Note that the injunction against euthanasia is gone as is that against injustice, mischief and sexual relations with patients or their families. In 2005 it was changed again. Once again I have highlighted sections that changed or were removed.
  • I solemnly pledge to consecrate my life to the service of humanity;
  • I will give to my teachers the respect and gratitude that is their due;
  • I will practise my profession with conscience and dignity;
  • The health of my patient will be my first consideration;
  • I will respect the secrets that are confided in me, even after the patient has died;
  • I will maintain by all the means in my power, the honour and the noble traditions of the medical profession;
  • My colleagues will be my sisters and brothers;
  • I will not permit considerations of age, disease or disability, creed, ethnic origin, gender, nationality, political affiliation, race, sexual orientation, social standing or any other factor to intervene between my duty and my patient;
  • I will maintain the utmost respect for human life;
  • I will not use my medical knowledge to violate human rights and civil liberties, even under threat;
  • I make these promises solemnly, freely and upon my honour.
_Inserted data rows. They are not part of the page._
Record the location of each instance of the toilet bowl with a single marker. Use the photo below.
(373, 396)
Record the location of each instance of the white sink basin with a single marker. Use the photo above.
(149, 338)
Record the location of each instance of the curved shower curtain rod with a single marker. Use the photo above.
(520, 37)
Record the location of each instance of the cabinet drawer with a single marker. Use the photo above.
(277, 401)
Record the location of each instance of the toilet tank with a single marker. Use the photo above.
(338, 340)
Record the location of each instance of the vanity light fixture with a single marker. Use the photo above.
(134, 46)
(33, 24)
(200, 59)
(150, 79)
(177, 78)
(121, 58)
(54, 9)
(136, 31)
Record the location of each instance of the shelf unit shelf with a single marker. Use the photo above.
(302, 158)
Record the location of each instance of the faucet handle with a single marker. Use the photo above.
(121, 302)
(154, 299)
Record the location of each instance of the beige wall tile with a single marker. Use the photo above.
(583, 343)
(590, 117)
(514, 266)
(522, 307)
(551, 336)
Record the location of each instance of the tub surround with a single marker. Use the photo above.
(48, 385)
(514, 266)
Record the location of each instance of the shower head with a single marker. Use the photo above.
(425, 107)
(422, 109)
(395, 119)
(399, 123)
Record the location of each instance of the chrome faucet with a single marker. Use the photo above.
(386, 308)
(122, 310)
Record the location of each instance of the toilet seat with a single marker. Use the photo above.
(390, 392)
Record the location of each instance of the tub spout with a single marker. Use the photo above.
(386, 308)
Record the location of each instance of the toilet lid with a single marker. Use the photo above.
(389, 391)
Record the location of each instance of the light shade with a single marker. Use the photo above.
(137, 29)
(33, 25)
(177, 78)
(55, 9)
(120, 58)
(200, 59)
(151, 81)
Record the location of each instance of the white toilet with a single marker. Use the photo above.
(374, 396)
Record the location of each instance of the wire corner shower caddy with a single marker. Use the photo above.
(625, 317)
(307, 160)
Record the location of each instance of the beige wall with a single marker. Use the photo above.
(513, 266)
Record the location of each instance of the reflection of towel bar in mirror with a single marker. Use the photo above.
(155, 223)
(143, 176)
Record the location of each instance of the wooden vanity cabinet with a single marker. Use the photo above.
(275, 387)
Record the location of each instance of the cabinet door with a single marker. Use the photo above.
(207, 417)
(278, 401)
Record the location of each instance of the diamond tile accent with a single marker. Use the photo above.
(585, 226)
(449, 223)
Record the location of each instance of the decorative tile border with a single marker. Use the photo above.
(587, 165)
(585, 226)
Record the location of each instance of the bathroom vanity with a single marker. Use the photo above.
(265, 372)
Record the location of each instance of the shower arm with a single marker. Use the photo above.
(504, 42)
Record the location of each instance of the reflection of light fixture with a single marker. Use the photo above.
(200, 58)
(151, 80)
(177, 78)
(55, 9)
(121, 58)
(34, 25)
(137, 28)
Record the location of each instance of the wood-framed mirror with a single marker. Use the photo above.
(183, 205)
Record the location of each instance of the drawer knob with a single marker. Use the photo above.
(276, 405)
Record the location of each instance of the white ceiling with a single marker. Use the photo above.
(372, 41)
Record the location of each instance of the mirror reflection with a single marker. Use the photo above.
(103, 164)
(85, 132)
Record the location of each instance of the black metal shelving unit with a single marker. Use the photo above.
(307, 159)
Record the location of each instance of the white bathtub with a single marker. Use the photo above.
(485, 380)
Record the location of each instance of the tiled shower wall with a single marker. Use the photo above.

Aside from a multitude of considerations that are not to intervene, we have some interesting changes. Confidentiality now extends beyond the patients life, women are now explicitly included in the text, and religion is no longer mentioned. It has morphed into "creed". I can't find a good reason for the change. "Creed" is a more vague term, but certainly not broader or narrower. Perhaps someone was upset by the mention of the word "religion."

The main point is that the 2200 year old, prohibitions against euthanasia and abortion have both been removed, as well as the prohibition against injustice and sexual misconduct, all in the matter of a few years.

It's all a moot point, since no oath is required of doctors today. How far we have come.